Schopenhauer, que alegava ser ateu, agia como um cristão, tinha um postura comportamental cristã, assim também como o filósofo Immanuel Kant. Não é a toa que Nietzsche chamou-os de “cristãos pérfidos”. Quando se lê “O vazio da existência”, “Da Morte, e Contribuições sobre o Sofrimento do Mundo”, pode-se até ficar estupefato do autor de tais textos e idéias, Schopenhauer em questão, não ter se matado diante de sua exaltação ao nada e a morte, a qual não devemos jamais temer, dizia ele. Outrora ele afirmara: "A morte diz: tu és o produto de um ato que não deveria ter sido; assim, tens de morrer para anulá-lo”.
Contudo Nietzsche, que exaltava a vida, que afirmava: “Isto é a vida? Então de novo, e de novo...” ele era favor do suicídio lúcido, consciente, em que a própria pessoa é o autor de sua própria aniquilação, e não se deixa ser consumido pelo tempo, por doenças, por obrigações sociais, ou por doutrinas fantasmagóricas feitas pelas religiões. Como escrevera certa vez Nietzsche: “Devemos fazer da nossa própria morte uma festa, nem que seja por maldade contra vida: contra essa mulher que nos quer abandonar”. Concordo com isso. Schopenhauer escrevera que “não devíamos amar a vida, já que ela nos troca ou nos lança para as garras da morte”.
Nietzsche concordava com a idéia de que a vida nos lança quando bem quer para os braços da morte, contudo nem por isso devemos odiar a vida. Devemos amá-la com lucidez e conhecimento, aproveitar cada momento, viver com intrepidez e ousadia, e descartar a vida antes que ela decida nos descartar. Esse era um dos pensamentos de Nietzsche.

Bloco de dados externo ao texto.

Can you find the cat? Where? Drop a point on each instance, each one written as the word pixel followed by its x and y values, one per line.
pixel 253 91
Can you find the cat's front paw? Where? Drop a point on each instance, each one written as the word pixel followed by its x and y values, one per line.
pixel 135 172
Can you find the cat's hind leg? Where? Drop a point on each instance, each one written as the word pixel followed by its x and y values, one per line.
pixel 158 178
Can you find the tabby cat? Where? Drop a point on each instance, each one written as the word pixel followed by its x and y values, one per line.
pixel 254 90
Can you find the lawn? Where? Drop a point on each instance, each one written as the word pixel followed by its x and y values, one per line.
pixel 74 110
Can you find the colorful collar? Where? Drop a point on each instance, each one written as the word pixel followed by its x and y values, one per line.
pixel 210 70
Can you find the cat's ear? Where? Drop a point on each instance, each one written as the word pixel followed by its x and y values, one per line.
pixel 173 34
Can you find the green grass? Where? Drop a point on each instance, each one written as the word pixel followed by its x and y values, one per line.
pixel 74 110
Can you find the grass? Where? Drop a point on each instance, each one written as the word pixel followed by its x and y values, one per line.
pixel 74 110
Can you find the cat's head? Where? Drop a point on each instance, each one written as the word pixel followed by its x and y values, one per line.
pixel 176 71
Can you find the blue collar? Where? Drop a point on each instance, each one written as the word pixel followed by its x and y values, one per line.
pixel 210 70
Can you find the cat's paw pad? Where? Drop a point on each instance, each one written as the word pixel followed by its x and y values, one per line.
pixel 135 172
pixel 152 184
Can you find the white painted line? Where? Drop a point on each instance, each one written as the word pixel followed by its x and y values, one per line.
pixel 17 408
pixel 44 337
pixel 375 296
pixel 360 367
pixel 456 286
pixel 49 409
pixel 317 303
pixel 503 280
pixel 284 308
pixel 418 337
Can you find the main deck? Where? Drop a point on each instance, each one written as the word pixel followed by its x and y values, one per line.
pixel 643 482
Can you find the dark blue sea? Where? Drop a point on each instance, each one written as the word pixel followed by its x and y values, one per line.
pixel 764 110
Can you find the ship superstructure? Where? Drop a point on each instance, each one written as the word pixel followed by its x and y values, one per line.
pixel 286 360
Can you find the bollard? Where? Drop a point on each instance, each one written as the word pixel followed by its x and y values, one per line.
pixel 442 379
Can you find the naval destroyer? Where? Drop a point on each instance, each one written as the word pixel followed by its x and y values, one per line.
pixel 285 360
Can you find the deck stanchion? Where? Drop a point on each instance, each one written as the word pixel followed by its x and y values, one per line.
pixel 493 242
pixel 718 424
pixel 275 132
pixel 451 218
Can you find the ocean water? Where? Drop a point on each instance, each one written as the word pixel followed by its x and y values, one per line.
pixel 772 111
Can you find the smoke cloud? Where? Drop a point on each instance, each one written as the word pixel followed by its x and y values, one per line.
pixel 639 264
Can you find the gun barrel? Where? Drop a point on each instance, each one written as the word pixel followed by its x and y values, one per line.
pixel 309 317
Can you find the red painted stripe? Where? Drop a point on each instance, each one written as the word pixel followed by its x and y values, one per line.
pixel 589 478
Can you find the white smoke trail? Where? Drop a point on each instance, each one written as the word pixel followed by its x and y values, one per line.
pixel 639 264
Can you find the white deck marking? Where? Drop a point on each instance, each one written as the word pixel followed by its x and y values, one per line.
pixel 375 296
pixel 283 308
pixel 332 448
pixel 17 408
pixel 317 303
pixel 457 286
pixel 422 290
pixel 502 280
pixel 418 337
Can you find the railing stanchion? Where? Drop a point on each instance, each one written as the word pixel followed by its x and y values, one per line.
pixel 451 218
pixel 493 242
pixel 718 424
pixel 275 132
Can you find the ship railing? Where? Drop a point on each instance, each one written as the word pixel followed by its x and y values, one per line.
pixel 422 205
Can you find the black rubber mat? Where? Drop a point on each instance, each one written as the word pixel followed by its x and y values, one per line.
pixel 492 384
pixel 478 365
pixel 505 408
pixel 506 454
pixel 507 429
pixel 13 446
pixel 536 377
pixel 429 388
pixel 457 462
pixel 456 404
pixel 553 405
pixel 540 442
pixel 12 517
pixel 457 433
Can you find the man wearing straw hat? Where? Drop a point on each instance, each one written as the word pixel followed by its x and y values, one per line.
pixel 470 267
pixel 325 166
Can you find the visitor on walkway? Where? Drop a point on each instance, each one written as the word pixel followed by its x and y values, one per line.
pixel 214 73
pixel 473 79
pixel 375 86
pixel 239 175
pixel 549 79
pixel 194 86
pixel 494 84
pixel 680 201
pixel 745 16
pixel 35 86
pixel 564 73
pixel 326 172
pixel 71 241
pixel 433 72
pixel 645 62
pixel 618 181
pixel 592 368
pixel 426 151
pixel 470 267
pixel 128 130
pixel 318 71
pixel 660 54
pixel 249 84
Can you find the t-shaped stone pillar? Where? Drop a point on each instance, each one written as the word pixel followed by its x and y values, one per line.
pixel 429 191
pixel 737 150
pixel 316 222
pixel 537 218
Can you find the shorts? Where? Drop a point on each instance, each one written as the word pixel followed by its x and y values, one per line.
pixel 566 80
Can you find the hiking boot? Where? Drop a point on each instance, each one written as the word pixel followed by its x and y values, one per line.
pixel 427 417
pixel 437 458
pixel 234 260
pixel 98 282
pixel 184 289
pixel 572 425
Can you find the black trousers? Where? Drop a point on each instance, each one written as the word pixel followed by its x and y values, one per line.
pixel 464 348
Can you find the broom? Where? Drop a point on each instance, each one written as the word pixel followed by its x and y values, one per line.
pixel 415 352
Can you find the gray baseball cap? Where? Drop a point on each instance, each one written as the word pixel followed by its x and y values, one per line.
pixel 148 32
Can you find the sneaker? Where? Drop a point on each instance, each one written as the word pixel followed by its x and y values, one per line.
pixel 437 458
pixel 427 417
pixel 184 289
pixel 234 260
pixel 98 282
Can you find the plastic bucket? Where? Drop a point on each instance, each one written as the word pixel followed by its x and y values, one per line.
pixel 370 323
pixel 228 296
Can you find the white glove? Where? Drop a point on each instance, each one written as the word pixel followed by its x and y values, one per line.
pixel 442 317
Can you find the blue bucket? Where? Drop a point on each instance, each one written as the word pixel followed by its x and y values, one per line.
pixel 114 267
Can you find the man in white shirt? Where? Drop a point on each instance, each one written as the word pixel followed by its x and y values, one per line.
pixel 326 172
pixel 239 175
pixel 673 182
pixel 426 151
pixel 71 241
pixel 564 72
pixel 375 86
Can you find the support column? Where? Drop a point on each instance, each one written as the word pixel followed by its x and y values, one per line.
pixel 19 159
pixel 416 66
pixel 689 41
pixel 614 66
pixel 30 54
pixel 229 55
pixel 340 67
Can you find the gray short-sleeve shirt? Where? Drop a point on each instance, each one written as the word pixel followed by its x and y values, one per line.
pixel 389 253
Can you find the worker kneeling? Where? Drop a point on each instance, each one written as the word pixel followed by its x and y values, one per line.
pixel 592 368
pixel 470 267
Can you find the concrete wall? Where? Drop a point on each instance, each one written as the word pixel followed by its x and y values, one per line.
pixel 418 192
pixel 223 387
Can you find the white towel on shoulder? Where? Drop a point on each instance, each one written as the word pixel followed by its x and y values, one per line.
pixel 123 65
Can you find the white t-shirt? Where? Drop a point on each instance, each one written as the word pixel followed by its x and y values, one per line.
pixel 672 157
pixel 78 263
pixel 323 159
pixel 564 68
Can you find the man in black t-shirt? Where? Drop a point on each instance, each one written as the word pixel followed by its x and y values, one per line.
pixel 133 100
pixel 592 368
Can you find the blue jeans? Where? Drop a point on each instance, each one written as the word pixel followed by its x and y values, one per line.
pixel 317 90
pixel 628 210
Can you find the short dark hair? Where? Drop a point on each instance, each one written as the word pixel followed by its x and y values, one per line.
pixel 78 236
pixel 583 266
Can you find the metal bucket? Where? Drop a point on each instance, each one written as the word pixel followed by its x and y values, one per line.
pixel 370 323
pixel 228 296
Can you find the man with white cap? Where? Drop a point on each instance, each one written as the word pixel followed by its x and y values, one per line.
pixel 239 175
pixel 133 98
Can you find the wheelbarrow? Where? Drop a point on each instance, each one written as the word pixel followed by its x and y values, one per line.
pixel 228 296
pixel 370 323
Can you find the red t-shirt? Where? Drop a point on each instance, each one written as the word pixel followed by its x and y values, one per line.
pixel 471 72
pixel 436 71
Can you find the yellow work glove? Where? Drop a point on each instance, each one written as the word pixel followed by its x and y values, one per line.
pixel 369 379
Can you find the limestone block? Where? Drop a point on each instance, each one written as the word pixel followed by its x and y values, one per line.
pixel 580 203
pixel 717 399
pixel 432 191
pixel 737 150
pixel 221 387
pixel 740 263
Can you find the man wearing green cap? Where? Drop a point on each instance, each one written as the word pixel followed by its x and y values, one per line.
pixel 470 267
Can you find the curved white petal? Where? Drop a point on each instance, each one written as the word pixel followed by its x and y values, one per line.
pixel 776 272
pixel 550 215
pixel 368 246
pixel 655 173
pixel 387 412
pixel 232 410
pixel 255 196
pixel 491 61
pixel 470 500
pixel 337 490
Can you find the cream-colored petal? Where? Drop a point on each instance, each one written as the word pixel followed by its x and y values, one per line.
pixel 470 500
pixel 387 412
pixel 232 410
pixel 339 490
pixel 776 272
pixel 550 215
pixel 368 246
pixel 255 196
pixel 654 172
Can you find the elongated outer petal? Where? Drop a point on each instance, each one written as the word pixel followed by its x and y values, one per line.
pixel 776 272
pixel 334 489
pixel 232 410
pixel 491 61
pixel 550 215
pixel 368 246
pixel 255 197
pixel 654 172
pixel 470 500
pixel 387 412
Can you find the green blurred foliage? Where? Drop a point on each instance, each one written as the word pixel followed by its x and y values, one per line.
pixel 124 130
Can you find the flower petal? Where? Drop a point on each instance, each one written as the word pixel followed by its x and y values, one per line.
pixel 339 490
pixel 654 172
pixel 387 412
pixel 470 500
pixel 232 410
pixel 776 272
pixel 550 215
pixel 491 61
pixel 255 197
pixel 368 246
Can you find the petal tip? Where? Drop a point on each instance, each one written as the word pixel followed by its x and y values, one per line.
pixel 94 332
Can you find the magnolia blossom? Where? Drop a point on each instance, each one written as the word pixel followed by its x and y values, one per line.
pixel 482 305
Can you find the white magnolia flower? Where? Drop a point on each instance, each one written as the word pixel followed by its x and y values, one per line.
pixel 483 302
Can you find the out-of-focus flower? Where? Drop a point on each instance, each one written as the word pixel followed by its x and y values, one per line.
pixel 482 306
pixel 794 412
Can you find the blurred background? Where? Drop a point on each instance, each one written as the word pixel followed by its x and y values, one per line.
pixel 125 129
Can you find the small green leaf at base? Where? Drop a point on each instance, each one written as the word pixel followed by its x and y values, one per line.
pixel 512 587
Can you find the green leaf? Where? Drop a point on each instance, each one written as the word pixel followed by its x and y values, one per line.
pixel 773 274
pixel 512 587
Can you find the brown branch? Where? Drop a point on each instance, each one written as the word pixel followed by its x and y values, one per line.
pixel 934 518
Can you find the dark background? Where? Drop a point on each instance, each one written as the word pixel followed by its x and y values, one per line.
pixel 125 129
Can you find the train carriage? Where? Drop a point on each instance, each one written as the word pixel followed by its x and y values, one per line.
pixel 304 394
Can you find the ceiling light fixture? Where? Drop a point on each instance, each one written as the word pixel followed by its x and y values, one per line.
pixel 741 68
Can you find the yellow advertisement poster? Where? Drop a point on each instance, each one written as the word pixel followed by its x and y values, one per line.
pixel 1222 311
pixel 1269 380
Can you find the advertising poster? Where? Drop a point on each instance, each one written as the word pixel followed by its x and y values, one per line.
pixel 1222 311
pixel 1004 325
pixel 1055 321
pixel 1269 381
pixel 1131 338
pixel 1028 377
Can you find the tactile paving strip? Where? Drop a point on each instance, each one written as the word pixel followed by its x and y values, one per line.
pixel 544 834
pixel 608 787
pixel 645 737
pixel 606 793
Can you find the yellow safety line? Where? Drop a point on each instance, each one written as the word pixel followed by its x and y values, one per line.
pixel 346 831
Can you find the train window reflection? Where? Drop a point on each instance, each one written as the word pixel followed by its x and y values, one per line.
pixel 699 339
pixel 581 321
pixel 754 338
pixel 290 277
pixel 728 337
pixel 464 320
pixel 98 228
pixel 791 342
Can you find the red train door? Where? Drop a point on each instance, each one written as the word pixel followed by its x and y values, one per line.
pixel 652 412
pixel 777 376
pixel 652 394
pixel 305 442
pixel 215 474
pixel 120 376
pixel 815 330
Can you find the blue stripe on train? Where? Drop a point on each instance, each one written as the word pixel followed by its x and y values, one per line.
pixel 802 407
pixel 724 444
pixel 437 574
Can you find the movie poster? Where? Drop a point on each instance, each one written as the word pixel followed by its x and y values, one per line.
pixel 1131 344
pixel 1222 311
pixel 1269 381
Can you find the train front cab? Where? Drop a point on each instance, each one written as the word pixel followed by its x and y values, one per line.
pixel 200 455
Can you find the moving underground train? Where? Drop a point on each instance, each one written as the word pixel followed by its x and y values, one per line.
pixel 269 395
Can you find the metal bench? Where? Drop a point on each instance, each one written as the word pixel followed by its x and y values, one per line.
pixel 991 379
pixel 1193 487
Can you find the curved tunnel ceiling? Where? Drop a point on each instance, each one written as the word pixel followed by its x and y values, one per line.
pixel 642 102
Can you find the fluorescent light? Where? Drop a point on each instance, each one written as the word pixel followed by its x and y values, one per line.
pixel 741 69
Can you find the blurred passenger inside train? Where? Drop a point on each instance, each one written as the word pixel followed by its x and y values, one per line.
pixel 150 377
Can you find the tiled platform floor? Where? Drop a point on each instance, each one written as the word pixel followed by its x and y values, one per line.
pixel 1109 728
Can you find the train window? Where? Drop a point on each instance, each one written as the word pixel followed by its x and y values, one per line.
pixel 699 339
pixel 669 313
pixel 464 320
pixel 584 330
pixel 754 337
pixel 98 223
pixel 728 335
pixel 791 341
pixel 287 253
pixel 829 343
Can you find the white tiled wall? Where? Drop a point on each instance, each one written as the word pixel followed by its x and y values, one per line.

“Auto-Assassinato consciente”, escrevera ele numa obra publicada póstuma chamada “Fragmentos do Espólio”. Eu acredito que se não fosse a doença com a qual Nietzsche lutou, a fim de continuar parindo novas idéias e pensamentos, durante toda a sua vida, levando-o a loucura e a um estado catatônico irreversível, certamente no momento certo esse grande e genial pensador teria optado pela “morte voluntária”, com alegria, coragem e lucidez de tudo o que ele fez, criou, tentou e vivenciou.